MILAN — Pucci’s first freestanding store in Tokyo’s tony Ginza district crowns the brand’s retail expansion in Japan.
In less than four months, the LVMH-owned Pucci also has opened a freestanding boutique in Osaka and two shop-in-shops inside Tokyo’s Isetan and Mitsukoshi department stores.
The etched-metal facade of the new 1,800-square-foot Tokyo store on two levels serves as a clean, modern backdrop for Pucci’s signature colorful and graphic prints.
“Our Japanese customer perceives the Pucci brand as trendy and hot, but this trip helped us explain our history,” said Katherine Vautrin, Pucci’s chief executive officer, in a phone interview from Hong Kong prior to the opening late last month.
Laudomia Pucci, the brand’s image director, also enthused about the feedback from her Far Eastern trip. “Our Japanese customer now understands that Pucci has roots and is a lifestyle brand.
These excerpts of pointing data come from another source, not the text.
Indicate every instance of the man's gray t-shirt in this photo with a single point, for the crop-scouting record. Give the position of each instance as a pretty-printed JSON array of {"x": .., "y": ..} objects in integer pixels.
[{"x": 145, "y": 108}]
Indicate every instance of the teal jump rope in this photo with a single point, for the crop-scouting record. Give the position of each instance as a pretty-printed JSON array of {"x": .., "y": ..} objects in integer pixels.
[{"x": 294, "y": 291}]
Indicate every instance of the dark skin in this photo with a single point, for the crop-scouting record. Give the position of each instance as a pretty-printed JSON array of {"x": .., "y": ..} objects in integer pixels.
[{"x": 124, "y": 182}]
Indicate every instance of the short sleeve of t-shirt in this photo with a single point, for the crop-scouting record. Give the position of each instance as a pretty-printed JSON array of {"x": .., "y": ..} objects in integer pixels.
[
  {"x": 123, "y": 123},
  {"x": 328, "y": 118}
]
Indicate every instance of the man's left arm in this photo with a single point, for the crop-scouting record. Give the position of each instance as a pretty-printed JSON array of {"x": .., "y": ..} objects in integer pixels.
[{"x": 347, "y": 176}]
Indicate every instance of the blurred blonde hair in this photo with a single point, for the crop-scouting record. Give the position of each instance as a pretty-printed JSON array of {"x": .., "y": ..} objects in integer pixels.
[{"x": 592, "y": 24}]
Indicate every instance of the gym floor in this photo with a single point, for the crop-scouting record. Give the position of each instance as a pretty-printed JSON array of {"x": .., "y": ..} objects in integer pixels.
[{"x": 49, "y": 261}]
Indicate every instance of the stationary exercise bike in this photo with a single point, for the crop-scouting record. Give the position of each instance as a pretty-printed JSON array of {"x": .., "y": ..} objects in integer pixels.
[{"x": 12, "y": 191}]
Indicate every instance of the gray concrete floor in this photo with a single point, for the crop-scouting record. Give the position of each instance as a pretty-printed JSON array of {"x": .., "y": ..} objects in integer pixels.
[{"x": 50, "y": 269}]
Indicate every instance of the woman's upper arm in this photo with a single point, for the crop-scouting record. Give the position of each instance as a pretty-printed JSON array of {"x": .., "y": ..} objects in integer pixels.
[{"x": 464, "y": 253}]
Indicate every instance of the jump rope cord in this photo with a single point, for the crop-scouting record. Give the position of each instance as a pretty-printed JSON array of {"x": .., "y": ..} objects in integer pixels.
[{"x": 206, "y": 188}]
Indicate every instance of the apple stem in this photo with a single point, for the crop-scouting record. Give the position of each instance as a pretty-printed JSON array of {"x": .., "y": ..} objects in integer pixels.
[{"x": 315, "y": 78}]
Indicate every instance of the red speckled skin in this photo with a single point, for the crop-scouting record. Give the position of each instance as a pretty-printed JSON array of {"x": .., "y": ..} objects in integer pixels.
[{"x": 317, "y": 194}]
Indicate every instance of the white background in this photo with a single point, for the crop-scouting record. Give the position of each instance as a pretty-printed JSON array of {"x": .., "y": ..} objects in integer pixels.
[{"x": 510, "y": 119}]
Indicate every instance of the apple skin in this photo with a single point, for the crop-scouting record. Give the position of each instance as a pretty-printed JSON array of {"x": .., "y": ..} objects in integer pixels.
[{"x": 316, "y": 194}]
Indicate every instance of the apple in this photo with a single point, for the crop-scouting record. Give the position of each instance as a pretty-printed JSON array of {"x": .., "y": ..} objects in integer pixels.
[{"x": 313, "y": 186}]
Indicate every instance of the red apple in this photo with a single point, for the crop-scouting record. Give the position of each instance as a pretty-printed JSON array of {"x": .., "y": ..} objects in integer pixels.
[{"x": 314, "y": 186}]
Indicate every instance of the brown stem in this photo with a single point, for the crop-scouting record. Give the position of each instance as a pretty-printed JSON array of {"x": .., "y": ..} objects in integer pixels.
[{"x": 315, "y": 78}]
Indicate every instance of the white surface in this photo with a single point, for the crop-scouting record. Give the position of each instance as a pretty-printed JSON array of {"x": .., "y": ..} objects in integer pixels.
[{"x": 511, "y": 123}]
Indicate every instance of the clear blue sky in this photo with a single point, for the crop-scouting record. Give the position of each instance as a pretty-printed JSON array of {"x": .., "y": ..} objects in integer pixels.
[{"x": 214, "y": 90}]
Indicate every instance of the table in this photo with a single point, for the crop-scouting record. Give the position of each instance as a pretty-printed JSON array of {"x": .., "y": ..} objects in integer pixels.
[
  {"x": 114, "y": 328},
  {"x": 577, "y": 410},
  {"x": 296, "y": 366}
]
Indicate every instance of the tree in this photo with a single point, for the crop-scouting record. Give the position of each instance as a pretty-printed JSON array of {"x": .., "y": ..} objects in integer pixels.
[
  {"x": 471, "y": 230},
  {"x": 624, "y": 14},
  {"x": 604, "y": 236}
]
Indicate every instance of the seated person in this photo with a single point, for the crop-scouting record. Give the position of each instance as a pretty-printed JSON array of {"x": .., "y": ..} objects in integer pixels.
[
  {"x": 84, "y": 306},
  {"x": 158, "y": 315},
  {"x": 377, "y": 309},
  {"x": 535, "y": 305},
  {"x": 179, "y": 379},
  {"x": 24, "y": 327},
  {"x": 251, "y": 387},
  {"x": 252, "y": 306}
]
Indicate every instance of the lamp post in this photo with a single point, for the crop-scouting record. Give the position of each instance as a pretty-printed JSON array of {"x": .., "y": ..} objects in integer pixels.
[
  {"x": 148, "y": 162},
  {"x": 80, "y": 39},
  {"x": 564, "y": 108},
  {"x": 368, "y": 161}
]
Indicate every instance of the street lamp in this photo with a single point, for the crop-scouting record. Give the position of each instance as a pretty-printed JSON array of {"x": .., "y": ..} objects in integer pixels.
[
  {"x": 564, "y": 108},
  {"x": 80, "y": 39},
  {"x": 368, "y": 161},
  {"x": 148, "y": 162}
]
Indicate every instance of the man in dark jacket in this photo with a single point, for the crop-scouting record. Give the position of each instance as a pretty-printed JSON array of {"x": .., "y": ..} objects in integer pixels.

This is very important for our global growth,” she said, adding that an installation of tableaux vivants inside the store, representing Pucci’s fashion from the Fifties onward, helped drive the point home.
Japan currently accounts for 15 percent of Pucci’s worldwide sales, a figure Vautrin expects to rise significantly based on market potential. In line with LVMH policy, Vautrin wouldn’t disclose first-year sales estimates, but she noted that sales will be in line with the performance of Pucci stores in Paris and New York.
“The Japanese market is as demanding as it is competitive, innovative as it is challenging, and also very dynamic,” Vautrin said.